Die K.-o.-Phase der WM 2026 rückt näher. In der Zwischenzeit müssen sich die Fans an zahlreiche neue Regeln gewöhnen.
Es sind elf Änderungen: Maßnahmen, die Zeit sparen sollen, zeitlich begrenzte Auswechslungen, deutlich mehr Eingriffe des Video Assistant Referee (VAR) und eine besonders umstrittene Vorschrift. Sie erlaubt es Schiedsrichtern, einen Spieler vom Platz zu stellen, wenn dieser sich in einer Konfrontation mit einem Gegenspieler die Hand vor den Mund hält.
Die Regel soll verhindern, dass Profis Beleidigungen verbergen. Miguel Almiron hat das schmerzhaft zu spüren bekommen: In der ersten Halbzeit von Paraguays Sieg gegen die Türkei am vergangenen Freitag sah er die Rote Karte, weil er beim Reden mit einem Gegenspieler seinen Mund verdeckte. Er ging damit unglücklich in die WM-Geschichte ein, als erster Spieler, der aus diesem Grund ausgeschlossen wurde – obwohl niemand behauptet hat, Almiron habe Schimpfwörter oder unangemessene Ausdrücke benutzt.
Es gibt aber auch angenehme Neuerungen. Eine davon: Die Länder dürfen ihre eigene Tor-Musik auswählen.
Die Teams können personalisierte Songs einreichen, die nach Treffern und in anderen Schlüsselmomenten der Partie über die Lautsprecher laufen.
England setzt auf den Track „Chase the Sun“ von Planet Funk. Schottland nutzt „I’m Gonna Be (500 Miles)“ von The Proclaimers. Brasilien hat klassische Samba-Stücke wie „Esquentado O Couro“ gewählt. Südkorea hat sich für „JUMP“ von BLACKPINK entschieden.

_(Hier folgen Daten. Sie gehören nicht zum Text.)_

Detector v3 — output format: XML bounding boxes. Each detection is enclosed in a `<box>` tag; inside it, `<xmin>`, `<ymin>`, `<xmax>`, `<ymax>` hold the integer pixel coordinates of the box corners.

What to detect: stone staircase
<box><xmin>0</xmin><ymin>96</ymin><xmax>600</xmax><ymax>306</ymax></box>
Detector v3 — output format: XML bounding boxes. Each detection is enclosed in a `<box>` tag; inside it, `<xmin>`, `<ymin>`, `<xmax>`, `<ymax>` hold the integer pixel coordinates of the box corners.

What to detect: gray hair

Australien geht den Rock-Weg mit „Thunderstruck“ von AC/DC. Die Schweiz vertraut auf den bewährten Klassiker „Freed From Desire“ von Gala.
Eine Song-Auswahl sorgt allerdings weltweit für besondere Aufmerksamkeit: Frankreich hat sich für einen echten Electro-Klassiker entschieden, „One More Time“ von Daft Punk.

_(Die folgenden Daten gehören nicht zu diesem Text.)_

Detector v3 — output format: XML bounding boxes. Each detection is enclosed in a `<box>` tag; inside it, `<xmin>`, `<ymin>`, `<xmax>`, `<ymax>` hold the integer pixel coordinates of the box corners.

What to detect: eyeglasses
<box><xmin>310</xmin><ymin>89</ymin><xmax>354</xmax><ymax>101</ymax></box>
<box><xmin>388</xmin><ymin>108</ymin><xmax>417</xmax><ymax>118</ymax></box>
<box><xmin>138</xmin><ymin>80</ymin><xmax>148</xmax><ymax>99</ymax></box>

Die ikonische Single aus dem Jahr 2000, erschienen auf Daft Punks zweitem Album „Discovery“, lief gleich dreimal über die Stadionlautsprecher, als Frankreich am Dienstag, 16. Juni, mit einem 3:1 gegen Senegal ins Turnier startete.
Kennerinnen und Kenner der French-Touch-Bewegung hoffen, den Song heute noch einige Male zu hören. Frankreich trifft auf Irak.

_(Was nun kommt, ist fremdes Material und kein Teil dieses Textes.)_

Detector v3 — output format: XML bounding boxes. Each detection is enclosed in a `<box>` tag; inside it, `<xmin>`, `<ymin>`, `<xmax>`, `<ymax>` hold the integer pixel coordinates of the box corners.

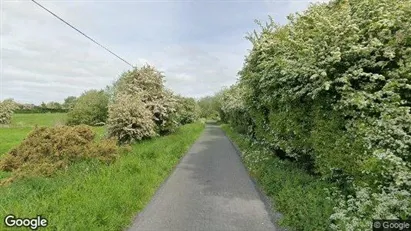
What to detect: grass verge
<box><xmin>221</xmin><ymin>124</ymin><xmax>335</xmax><ymax>231</ymax></box>
<box><xmin>0</xmin><ymin>123</ymin><xmax>204</xmax><ymax>230</ymax></box>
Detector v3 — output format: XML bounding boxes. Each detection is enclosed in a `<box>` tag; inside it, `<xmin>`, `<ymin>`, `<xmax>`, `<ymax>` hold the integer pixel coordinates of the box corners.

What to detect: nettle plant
<box><xmin>230</xmin><ymin>0</ymin><xmax>411</xmax><ymax>227</ymax></box>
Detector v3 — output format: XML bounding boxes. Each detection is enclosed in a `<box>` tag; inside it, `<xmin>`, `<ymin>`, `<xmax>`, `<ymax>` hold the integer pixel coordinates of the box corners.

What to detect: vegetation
<box><xmin>220</xmin><ymin>0</ymin><xmax>411</xmax><ymax>230</ymax></box>
<box><xmin>176</xmin><ymin>96</ymin><xmax>199</xmax><ymax>125</ymax></box>
<box><xmin>62</xmin><ymin>96</ymin><xmax>77</xmax><ymax>110</ymax></box>
<box><xmin>0</xmin><ymin>125</ymin><xmax>118</xmax><ymax>184</ymax></box>
<box><xmin>0</xmin><ymin>99</ymin><xmax>17</xmax><ymax>124</ymax></box>
<box><xmin>197</xmin><ymin>93</ymin><xmax>221</xmax><ymax>121</ymax></box>
<box><xmin>222</xmin><ymin>125</ymin><xmax>336</xmax><ymax>231</ymax></box>
<box><xmin>108</xmin><ymin>66</ymin><xmax>180</xmax><ymax>143</ymax></box>
<box><xmin>0</xmin><ymin>123</ymin><xmax>204</xmax><ymax>230</ymax></box>
<box><xmin>67</xmin><ymin>90</ymin><xmax>109</xmax><ymax>125</ymax></box>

26 Jahre nach ihrem Erscheinen sorgt die Nummer immer noch für Chor-Gesänge im ganzen Stadion. Die Streaming-Zahlen dürften im Laufe des Turniers weiter steigen.
Schon Anfang des Jahres hat Thomas Bangalter, eine Hälfte des Roboter-Duos Daft Punk, sein nächstes Projekt angekündigt: den Soundtrack für ein neues Ballett, „Mirage – Ballet For 16 Dancers“. Das Werk wird als „umfangreiches, atmosphärisches Stück elektronischer Minimalmusik“ beschrieben. Das Album ist am 5. Juni erschienen.
Die französische Nationalmannschaft, aktuell auf Platz zwei der Weltrangliste und Topfavorit auf den Titel, ist am Dienstag, 16. Juni, mit einem 3:1-Sieg gegen Senegal in die WM gestartet. Das zweite Spiel steht heute Abend um 23 Uhr MEZ in Philadelphia an – erneut gegen Irak.